The full-scale experiments of Figs. 4, 5, and 6 are conducted on Pleiades, WorldView-3 and IKONOS datasets. In Figs. 4,  5, and  6, Figs. 4(a),  5(a), and 6(a) are the upsampled MS image. Figurse 4(b),  5(b), and  6(b) are the corresponding full-scale PAN image. Figures 4(c)-(i), 5(c)-(i), and 6(c)-(i) show the corresponding fusion results provided by different fusion methods. From the fusion results of three groups of images, we find the result of RBDSD method has a little blurry. The result produced by SRS method suffers serious spectral distortion and oversharpening in spatial. Compared with SRS method, the results obtained by AIMG and SRM methods have lower spectral distortion, and still have some oversharpening in spatial.

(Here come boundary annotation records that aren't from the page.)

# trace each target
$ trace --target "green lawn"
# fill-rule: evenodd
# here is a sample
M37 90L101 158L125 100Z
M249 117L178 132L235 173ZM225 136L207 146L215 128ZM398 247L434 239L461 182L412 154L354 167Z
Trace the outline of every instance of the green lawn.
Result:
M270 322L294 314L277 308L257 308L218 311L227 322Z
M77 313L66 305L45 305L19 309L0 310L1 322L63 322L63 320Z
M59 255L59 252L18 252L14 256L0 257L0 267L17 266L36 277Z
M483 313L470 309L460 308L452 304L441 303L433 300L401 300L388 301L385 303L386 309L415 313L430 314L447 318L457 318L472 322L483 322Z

Compared with AIMG and SRM methods, the results obtained by BDSD and GSA methods are better, but it's worse than the proposed method. Furthermore, we apply three assessment indices including \(D_{\lambda }\), \(D_{S}\), and QNR without ground truth to evaluate the fusion results in Figs. 4, 5, and 6. From Table 3, the proposed method achieves the best values in \(D_{\lambda }\), \(D_{S}\), and QNR indicators for Fig. 4, and obtains the best values in \(D_{S}\) and QNR indicators for Figs. 5 and 6, and obtains the second best value in \(D_{\lambda }\) for Fig. 6. Specially, due to full-scale experiments conducted on real data without ground truth, the results fused by the different methods in Figs. 4, 5, and 6 cannot be measured by PSNR, RASE, RMSE, SAM, and ERGAS indicators. Therefore, above experimental results confirm the proposed method has the best performance in full-scale experiments than other comparsion methods.

Conclusion

In this paper, a novel fusion algorithm based on Bayesian decision is proposed to achieve pansharpening for the PAN and MS images. In the proposed method, an observation model based on Bayesian estimation is firstly established to serve the remote sensing images fusion. Then, three categories of probabilities based on the intrinsic properties of the PAN and MS images to be calculated to construct Bayesian formula. Finally, Bayesian decision theory is introduced to design a fusion rule, which are employed to obtain a new I component to replace the original I component to produce a high-quality HRMS image. Experimental results on full-scale and reduce-scale data from Pleiades, WorldView-3, and IKONOS datasets indicate that the proposed method has better performance than some related and popular existing fusion methods.